Das Westfälische Landesmuseum präsentiert seinen Teil der Ausstellung im
jüngst restaurierten Altbau. Das Erdgeschoß, das sich der Krise in
Europa um 1600 widmet, erhielt eine gelbe Wandfarbe. Im einleitenden Raum werden
allgemeine Krisenphänomene, das generelle Krisenbewußtsein der Zeit
sowie zeitgenössische Lösungsvorschläge thematisiert. Die sich
anschließenden Räume beschäftigen sich mit den drei großen
zwischenstaatlichen Konfliktzonen. Zum einen geht es um die Auseinandersetzungen
zwischen Spanien und den um ihre staatliche Unabhängigkeit kämpfenden
Niederlanden, des weiteren um die Spannungen zwischen Frankreich und dem Haus
Habsburg, und zum dritten werden die Kriege im Ostseeraum, d. h. einerseits der
Gegensatz zwischen Polen und Schweden, andererseits die Konflikte zwischen
Schweden und Dänemark, erläutert. Die ökonomischen
Gegebenheiten, etwa der Aufschwung des Handels mit den Kolonien, werden im
Erdgeschoß ebenso behandelt wie die Aufrüstung der Kriegsparteien,
wobei das Beispiel Schweden im Mittelpunkt steht. Die Galerien des Erdgeschosses
widmen sich der Literatur der einzelnen europäischen Länder im
ausgehenden 16. und in der ersten Hälfte des 17. Jahrhunderts sowie dem
bedeutendsten "Massenmedium" der Zeit, dem illustrierten Flugblatt.
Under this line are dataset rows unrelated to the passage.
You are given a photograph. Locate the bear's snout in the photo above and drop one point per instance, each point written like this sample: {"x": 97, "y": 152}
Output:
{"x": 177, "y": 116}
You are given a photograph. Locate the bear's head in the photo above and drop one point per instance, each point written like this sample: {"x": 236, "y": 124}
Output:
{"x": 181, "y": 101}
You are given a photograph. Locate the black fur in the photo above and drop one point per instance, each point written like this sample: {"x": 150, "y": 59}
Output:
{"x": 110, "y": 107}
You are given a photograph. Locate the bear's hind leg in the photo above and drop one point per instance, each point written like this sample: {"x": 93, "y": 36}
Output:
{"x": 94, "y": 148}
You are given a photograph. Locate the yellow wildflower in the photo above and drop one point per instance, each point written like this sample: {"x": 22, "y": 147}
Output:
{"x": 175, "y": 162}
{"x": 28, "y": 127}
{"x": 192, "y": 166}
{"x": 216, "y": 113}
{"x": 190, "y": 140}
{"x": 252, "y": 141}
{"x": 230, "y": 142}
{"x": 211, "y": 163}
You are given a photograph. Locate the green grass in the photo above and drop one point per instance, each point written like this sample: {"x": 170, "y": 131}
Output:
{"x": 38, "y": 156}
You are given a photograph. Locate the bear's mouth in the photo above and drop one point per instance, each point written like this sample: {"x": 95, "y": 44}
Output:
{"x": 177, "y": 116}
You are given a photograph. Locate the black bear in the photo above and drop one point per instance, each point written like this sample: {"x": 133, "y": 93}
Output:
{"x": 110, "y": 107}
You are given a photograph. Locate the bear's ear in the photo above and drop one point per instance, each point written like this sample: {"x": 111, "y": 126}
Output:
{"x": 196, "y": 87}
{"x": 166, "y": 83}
In einer Art Waffenkammer sind die drei wichtigsten Waffengattungen der Zeit,
Infanterie, Artillerie und Kavallerie, mit ihrer typischen Bewaffnung und
Ausrüstung vertreten.
Zentraler Raum des Erdgeschosses ist jedoch der Lichthof des Museums. Hier sind unter dem Titel
"Dramatis personae" die wichtigsten an Krieg und Frieden beteiligten
Personen in Porträts von höchstem Rang präsentiert. Der Raumtitel
erinnert an die barocke Vorstellung vom Krieg als Theater, und diese Idee des
"Theatrum belli" bestimmt auch die Form der Präsentation: In
die Museumsarchitektur eingebaut wurde eine Rotunde, die an ein barockes Theater
erinnern soll, in dem sich die Hauptakteure versammelt haben.
Der Rundgang im ersten, in
roter Wandfarbe gehaltenen Obergeschoß ist dem Krieg gewidmet und wird
eröffnet mit einer Folge von großformatigen Bildern, die die
militärischen Erfolge des kaiserlichen Feldherrn Charles Bucquoi zeigen.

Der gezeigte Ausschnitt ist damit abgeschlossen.